The scariest of all these sub-categories is, for obvious reasons, movies that feel real. Movies in which you cannot keep the filter of “It’s just a movie” on, and get totally immersed in the story. A lot of films have done justice to this genre.
The Blair Witch Project (1999) changed the game as far as horror movies went. It set many records at the time, including a Guinness World Record for Top Budget: Box Office Ratio- a sleeper hit if there was ever one. Shot over eight days, the film tells the story of three college kids who go into a forest to explore the legend of the Blair Witch and are never heard of again. Only the footage, which is the film, is found. It doesn’t get more real than that! The makers worked really hard to make sure that the film felt authentic, keeping the actors in the dark about many things that were going to happen in the woods. This ensured that the reactions were genuine and that much more credible. It also ensured that a lot of people were scared of going near the forest for a long time!
The Japanese and Koreans know horror like nobody else. Some of the creepiest horror movies in Hollywood are re-makes of films in those languages. Most fans of the genre would have at least heard of A Tale of Two Sisters (a Korean film from 2003) and definitely watched The Ring (the Japanese version or the Hollywood one).
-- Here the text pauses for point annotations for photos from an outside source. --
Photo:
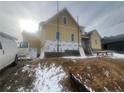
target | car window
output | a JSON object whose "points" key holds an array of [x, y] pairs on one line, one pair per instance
{"points": [[0, 45]]}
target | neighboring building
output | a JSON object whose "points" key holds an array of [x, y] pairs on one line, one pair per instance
{"points": [[91, 41], [115, 43], [34, 44], [61, 33]]}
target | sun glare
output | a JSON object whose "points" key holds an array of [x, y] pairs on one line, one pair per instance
{"points": [[28, 25]]}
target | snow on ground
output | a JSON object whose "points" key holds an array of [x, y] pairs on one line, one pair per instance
{"points": [[78, 57], [47, 79], [117, 55]]}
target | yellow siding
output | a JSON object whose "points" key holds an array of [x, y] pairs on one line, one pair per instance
{"points": [[49, 29], [95, 37]]}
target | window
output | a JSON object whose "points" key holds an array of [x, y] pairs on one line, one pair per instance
{"points": [[0, 45], [57, 36], [95, 41], [24, 45], [72, 37], [65, 20]]}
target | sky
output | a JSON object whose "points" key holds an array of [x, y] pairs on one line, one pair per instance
{"points": [[107, 17]]}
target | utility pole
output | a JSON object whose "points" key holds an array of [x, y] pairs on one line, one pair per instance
{"points": [[58, 37], [78, 31]]}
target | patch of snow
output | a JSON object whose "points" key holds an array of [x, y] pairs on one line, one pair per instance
{"points": [[78, 57], [8, 87], [21, 89], [48, 78], [42, 53], [117, 55], [25, 68], [106, 89]]}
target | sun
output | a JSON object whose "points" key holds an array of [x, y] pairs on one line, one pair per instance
{"points": [[28, 25]]}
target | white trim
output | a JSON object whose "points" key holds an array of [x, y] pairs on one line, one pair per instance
{"points": [[63, 26], [51, 46]]}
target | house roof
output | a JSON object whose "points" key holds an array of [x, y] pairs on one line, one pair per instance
{"points": [[88, 34], [113, 39], [5, 35], [65, 9]]}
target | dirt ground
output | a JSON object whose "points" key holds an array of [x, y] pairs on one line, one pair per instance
{"points": [[97, 74]]}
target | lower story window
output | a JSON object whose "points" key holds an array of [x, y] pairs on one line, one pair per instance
{"points": [[57, 35], [72, 37]]}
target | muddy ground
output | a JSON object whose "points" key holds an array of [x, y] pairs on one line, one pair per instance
{"points": [[52, 74]]}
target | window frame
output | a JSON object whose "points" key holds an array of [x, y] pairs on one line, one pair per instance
{"points": [[57, 35], [72, 37], [1, 46], [65, 20]]}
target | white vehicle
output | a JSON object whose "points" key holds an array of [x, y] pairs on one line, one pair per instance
{"points": [[8, 50]]}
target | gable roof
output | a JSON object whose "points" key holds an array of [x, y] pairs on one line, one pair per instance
{"points": [[5, 35], [88, 34], [57, 14]]}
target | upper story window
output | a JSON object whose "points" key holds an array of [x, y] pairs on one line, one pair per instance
{"points": [[57, 35], [72, 37], [0, 45], [23, 45], [65, 20], [95, 41]]}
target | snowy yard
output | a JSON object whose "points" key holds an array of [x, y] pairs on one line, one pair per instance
{"points": [[53, 74]]}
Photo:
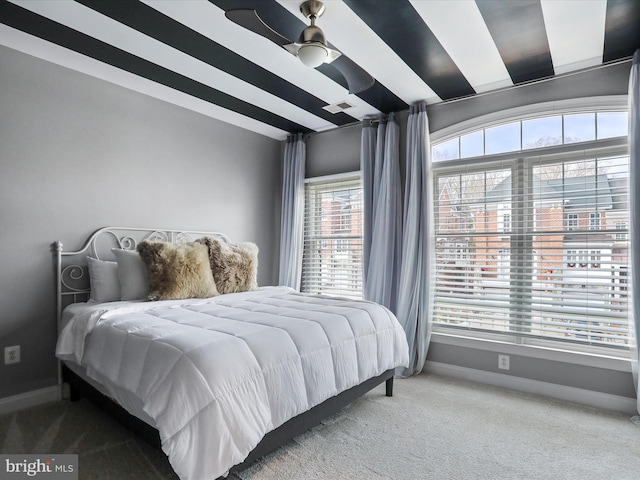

This film is about a video that leads to the death of all who watch it within a week of viewing it. While the actual film has not been shot realistically, the story is told convincingly enough to make you really iffy about watching the video.
Paranormal Activity (2007) followed in the footsteps of these creepy but brilliant films, taking “found footage” horror to the next level. It is shot to look like CCTV footage of a suburban home, and of course, that enhances the illusion of reality. This film started a movement of sorts, with a multitude of sequels, and similar films being made in other languages, including Hindi (think Ragini MMS).